Fine, let them earn what the market will bear. But when significantly higher salaries in the range of hundreds of thousands of dollars erode the federal bench by enticing first-rate judges into private practice, it's the federal judiciary and the American public that suffer, and that we do worry about.

If we want the best and the brightest appointed to the federal bench, and retained once they are there, it seems appropriate to address the siren song of better pay outside of government.

Fortunately, the issue is at least being addressed with more urgency than in the past. Chief Justice John Roberts said earlier this year that the problem will "inevitably result in a decline in the quality of persons willing to accept a lifetime appointment as a federal judge."

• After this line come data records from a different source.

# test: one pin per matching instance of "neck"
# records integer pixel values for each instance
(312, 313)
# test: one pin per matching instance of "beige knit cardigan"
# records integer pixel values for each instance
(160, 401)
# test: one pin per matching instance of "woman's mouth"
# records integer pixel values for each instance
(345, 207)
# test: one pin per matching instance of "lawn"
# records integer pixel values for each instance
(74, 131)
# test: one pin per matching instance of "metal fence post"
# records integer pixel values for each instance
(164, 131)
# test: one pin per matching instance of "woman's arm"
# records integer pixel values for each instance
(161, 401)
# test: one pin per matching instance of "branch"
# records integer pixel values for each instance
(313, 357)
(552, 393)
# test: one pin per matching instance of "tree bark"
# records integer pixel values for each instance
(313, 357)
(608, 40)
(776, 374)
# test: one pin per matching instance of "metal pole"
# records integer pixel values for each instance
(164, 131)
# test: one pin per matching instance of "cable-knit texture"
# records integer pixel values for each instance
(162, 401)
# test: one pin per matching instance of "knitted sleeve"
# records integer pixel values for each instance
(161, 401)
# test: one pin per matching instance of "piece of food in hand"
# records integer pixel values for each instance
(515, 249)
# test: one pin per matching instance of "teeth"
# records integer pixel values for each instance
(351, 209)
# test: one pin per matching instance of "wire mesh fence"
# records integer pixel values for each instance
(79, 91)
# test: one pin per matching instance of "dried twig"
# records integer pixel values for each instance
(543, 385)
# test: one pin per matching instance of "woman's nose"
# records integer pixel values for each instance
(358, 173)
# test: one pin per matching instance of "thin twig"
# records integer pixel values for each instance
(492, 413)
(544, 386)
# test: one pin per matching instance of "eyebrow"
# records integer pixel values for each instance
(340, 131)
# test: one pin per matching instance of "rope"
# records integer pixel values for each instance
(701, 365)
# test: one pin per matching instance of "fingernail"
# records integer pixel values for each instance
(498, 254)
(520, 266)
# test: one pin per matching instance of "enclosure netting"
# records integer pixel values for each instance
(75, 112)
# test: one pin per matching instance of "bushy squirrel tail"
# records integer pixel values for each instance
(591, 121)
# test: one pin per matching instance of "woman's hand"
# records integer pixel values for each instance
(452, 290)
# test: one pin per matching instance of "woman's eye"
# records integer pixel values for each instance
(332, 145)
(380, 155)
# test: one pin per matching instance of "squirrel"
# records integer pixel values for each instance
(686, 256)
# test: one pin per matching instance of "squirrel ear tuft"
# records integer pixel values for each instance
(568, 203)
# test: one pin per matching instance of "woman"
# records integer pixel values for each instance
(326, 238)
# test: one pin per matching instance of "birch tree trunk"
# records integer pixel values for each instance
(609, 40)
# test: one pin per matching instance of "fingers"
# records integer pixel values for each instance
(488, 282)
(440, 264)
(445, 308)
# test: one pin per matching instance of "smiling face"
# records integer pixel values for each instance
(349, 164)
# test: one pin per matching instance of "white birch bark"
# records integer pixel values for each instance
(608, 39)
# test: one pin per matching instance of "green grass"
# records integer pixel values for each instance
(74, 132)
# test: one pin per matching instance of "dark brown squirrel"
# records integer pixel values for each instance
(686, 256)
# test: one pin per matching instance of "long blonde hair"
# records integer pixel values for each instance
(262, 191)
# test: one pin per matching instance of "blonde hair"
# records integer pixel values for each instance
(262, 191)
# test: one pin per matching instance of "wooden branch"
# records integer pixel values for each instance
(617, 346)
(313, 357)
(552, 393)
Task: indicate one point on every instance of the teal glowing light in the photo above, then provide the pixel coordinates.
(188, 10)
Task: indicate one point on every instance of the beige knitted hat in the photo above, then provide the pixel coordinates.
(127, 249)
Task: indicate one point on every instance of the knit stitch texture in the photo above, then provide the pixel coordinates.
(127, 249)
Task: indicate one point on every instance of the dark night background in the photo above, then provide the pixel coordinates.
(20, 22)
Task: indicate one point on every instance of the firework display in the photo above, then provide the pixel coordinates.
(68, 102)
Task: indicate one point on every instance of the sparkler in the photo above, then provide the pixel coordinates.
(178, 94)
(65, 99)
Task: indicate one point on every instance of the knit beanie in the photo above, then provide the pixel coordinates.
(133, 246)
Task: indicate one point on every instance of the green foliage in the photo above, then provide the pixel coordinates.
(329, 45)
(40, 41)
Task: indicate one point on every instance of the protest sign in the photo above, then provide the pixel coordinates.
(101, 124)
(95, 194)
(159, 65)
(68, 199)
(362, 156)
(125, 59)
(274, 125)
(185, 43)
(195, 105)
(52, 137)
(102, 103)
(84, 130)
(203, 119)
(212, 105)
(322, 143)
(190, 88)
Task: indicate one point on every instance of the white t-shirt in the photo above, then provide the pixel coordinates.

The effect already is being seen. According to published reports, 100 federal judges have resigned or retired in the last 17 years.

Of course we expect federal judges to bring with them a finely honed sense of service - altruism, even. No one is suggesting a judge making more than $165,000 a year is destined for poverty; nor do we believe dramatic increases are warranted.

But by almost any measure, particularly given their special skills and expertise, federal judges' pay is lagging when compared with the rest of the legal profession.

The salary of federal judges has for 20 years been linked to that of Congress. And with lawmakers keenly aware of how pay raises for themselves appear to voters who are having to pinch pennies in tough economic times, those salaries have eroded.

In fact, over the last 16 years, while the inflation-adjusted wages for most other federal workers have risen by 15.1 percent, federal judges' inflation-adjusted pay has declined 10.8 per cent.

The prestige of the position and a sense of public service are powerful incentives for most judges on the federal bench. But it is unrealistic to expect them to continually look down from the bench at lawyers earning substantially higher salaries without wondering whether the grass isn't greener in private practice.

The Constitution says that judges' pay should not be "diminished" while they are in office.

It doesn't say their salaries should sit still while the rest of the legal profession passes them by.